An explosives-packed ambulance blew up in a crowded area of Kabul today, killing at least 695 people and wounding 158 others, officials said, in one of the biggest blasts to rock the war-torn city in recent years.

The Taliban-claimed assault -- the second carried out by the militant group in the Afghan capital in a week -- triggered chaotic scenes as terrified survivors fled the area scattered with body parts and hospitals were overwhelmed by the large number of wounded.

It came as both the insurgents and the Islamic State group have escalated their attacks on Kabul, one of the deadliest places in Afghanistan for civilians.

An AFP reporter saw "lots of dead and wounded" civilians in the Jamuriate hospital, which is metres away from the blast and where medical staff struggled to treat the bloodied men, women and children lying on the floor in corridors.

"The latest toll has reached 63 dead and 151 wounded," Baryalai Hilali, the director of the government media centre, told reporters.

He warned the death toll might rise as some of the wounded brought to hospitals were in a "critical condition".

The blast happened in an area where several high-profile organisations, including the European Union, have offices.
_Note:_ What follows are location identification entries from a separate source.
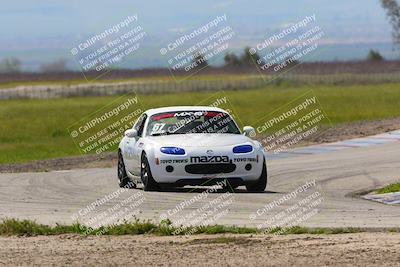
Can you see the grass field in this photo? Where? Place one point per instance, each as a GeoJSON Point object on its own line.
{"type": "Point", "coordinates": [37, 129]}
{"type": "Point", "coordinates": [10, 227]}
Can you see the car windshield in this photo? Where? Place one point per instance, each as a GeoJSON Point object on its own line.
{"type": "Point", "coordinates": [183, 122]}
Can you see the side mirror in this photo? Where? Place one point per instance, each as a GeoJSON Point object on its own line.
{"type": "Point", "coordinates": [249, 131]}
{"type": "Point", "coordinates": [131, 133]}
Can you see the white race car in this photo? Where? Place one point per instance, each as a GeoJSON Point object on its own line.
{"type": "Point", "coordinates": [194, 145]}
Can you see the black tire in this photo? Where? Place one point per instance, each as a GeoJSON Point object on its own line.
{"type": "Point", "coordinates": [261, 183]}
{"type": "Point", "coordinates": [149, 184]}
{"type": "Point", "coordinates": [124, 180]}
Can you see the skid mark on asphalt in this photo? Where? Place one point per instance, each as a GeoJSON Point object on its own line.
{"type": "Point", "coordinates": [378, 139]}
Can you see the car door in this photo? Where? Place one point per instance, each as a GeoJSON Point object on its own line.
{"type": "Point", "coordinates": [133, 147]}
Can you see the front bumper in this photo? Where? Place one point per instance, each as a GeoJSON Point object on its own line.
{"type": "Point", "coordinates": [197, 166]}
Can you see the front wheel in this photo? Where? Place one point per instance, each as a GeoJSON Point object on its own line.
{"type": "Point", "coordinates": [124, 180]}
{"type": "Point", "coordinates": [145, 174]}
{"type": "Point", "coordinates": [261, 183]}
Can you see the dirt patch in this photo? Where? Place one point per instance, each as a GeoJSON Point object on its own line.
{"type": "Point", "coordinates": [363, 249]}
{"type": "Point", "coordinates": [337, 133]}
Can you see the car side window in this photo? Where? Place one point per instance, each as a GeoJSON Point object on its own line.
{"type": "Point", "coordinates": [139, 125]}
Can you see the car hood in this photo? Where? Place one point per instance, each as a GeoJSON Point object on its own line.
{"type": "Point", "coordinates": [200, 140]}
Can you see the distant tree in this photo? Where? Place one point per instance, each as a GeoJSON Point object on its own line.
{"type": "Point", "coordinates": [9, 65]}
{"type": "Point", "coordinates": [59, 65]}
{"type": "Point", "coordinates": [393, 12]}
{"type": "Point", "coordinates": [248, 57]}
{"type": "Point", "coordinates": [232, 60]}
{"type": "Point", "coordinates": [374, 55]}
{"type": "Point", "coordinates": [200, 60]}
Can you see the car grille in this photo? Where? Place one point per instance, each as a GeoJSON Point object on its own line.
{"type": "Point", "coordinates": [211, 168]}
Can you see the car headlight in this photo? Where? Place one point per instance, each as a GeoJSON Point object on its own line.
{"type": "Point", "coordinates": [242, 149]}
{"type": "Point", "coordinates": [173, 150]}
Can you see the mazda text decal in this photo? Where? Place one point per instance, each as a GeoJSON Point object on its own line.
{"type": "Point", "coordinates": [207, 159]}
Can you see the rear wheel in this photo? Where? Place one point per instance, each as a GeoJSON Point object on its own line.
{"type": "Point", "coordinates": [145, 174]}
{"type": "Point", "coordinates": [124, 180]}
{"type": "Point", "coordinates": [261, 183]}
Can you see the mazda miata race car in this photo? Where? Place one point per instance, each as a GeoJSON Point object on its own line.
{"type": "Point", "coordinates": [193, 145]}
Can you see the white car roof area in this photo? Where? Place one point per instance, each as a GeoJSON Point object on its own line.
{"type": "Point", "coordinates": [153, 111]}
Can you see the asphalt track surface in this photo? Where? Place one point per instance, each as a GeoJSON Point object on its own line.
{"type": "Point", "coordinates": [339, 175]}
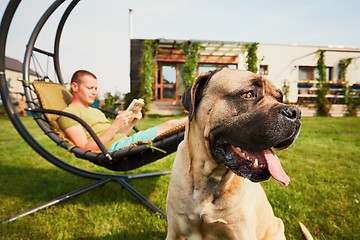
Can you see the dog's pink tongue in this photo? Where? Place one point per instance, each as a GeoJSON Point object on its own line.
{"type": "Point", "coordinates": [275, 168]}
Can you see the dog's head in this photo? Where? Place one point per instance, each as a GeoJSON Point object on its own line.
{"type": "Point", "coordinates": [242, 117]}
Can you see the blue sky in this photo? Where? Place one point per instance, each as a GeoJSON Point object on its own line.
{"type": "Point", "coordinates": [96, 35]}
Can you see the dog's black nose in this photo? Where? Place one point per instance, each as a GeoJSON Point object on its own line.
{"type": "Point", "coordinates": [291, 112]}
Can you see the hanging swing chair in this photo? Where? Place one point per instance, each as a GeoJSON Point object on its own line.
{"type": "Point", "coordinates": [45, 100]}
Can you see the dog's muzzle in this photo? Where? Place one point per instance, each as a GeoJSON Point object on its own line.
{"type": "Point", "coordinates": [258, 165]}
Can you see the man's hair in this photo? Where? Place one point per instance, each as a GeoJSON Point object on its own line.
{"type": "Point", "coordinates": [79, 73]}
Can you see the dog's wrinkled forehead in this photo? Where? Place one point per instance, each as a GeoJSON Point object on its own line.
{"type": "Point", "coordinates": [224, 81]}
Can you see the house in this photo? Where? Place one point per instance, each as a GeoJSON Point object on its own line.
{"type": "Point", "coordinates": [285, 65]}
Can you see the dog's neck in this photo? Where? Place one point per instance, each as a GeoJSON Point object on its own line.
{"type": "Point", "coordinates": [217, 178]}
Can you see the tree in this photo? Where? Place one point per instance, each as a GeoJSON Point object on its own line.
{"type": "Point", "coordinates": [191, 52]}
{"type": "Point", "coordinates": [323, 104]}
{"type": "Point", "coordinates": [251, 57]}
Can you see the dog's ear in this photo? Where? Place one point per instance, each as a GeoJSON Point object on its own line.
{"type": "Point", "coordinates": [193, 95]}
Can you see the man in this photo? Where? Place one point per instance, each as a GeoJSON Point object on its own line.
{"type": "Point", "coordinates": [114, 136]}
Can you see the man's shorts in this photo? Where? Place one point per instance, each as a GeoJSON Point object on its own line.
{"type": "Point", "coordinates": [145, 135]}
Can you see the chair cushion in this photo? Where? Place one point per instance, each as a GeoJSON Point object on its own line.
{"type": "Point", "coordinates": [53, 96]}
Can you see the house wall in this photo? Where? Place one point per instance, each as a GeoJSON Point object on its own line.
{"type": "Point", "coordinates": [284, 60]}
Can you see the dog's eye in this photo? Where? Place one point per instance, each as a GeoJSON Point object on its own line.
{"type": "Point", "coordinates": [249, 94]}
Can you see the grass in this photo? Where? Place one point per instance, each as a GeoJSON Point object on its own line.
{"type": "Point", "coordinates": [323, 165]}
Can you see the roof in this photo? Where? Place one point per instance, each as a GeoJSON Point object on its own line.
{"type": "Point", "coordinates": [210, 48]}
{"type": "Point", "coordinates": [15, 65]}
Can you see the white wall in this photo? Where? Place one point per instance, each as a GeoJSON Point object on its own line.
{"type": "Point", "coordinates": [283, 62]}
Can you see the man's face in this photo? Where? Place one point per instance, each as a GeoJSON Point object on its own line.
{"type": "Point", "coordinates": [85, 89]}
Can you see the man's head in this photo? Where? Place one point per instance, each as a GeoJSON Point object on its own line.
{"type": "Point", "coordinates": [84, 87]}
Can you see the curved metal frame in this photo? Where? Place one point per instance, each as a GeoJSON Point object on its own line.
{"type": "Point", "coordinates": [101, 178]}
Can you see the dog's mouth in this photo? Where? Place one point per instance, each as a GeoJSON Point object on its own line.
{"type": "Point", "coordinates": [257, 166]}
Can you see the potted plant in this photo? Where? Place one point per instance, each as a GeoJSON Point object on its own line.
{"type": "Point", "coordinates": [336, 84]}
{"type": "Point", "coordinates": [356, 86]}
{"type": "Point", "coordinates": [304, 84]}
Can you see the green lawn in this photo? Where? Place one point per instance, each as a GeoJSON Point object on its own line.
{"type": "Point", "coordinates": [323, 165]}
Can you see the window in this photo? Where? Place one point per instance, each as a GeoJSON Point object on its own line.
{"type": "Point", "coordinates": [263, 70]}
{"type": "Point", "coordinates": [166, 86]}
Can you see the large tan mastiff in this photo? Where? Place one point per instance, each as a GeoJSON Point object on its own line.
{"type": "Point", "coordinates": [235, 119]}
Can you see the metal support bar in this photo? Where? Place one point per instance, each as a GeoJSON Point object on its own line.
{"type": "Point", "coordinates": [140, 197]}
{"type": "Point", "coordinates": [59, 199]}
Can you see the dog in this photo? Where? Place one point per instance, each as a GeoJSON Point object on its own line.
{"type": "Point", "coordinates": [235, 119]}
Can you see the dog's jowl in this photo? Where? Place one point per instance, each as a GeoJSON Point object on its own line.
{"type": "Point", "coordinates": [236, 119]}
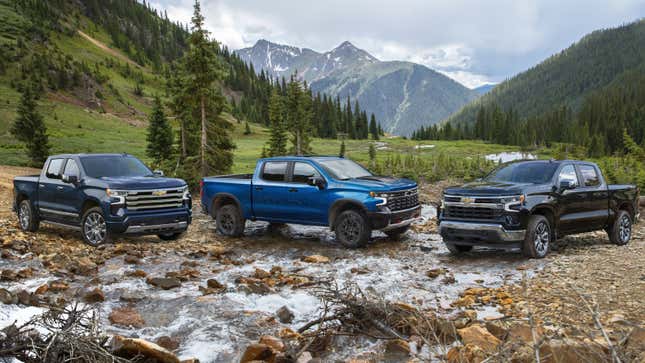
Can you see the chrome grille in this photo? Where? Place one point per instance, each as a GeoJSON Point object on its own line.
{"type": "Point", "coordinates": [154, 199]}
{"type": "Point", "coordinates": [403, 199]}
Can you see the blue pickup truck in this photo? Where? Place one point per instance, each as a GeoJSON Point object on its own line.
{"type": "Point", "coordinates": [102, 195]}
{"type": "Point", "coordinates": [317, 190]}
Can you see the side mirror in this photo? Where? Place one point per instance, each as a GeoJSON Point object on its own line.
{"type": "Point", "coordinates": [70, 179]}
{"type": "Point", "coordinates": [567, 185]}
{"type": "Point", "coordinates": [316, 182]}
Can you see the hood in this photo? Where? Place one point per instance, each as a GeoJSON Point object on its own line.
{"type": "Point", "coordinates": [380, 183]}
{"type": "Point", "coordinates": [488, 188]}
{"type": "Point", "coordinates": [142, 182]}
Members of the EU delegation in Kabul were in their "safe room" and there were no casualties, an official told AFP.

The force of the explosion shook windows of buildings at least two kilometres away and caused some low-rise structures in the immediate vicinity to collapse.

The suicide bomber passed through at least one checkpoint in the ambulance, saying he was taking a patient to Jamuriate hospital, an interior ministry spokesman told AFP.

"At the second checkpoint he was recognised and blew his explosive-laden car," Nasrat Rahimi said.

Twenty minutes before the blast an AFP reporter saw police checking ambulances several hundred metres from the scene of the explosion, as the drivers and patients stood on the street. Ambulances are rarely checked in the city.

The Taliban used social media to claim responsibility for the attack, which comes exactly a week after its insurgents stormed Kabul's landmark Intercontinental hotel, killing at least 25 people, the majority foreigners.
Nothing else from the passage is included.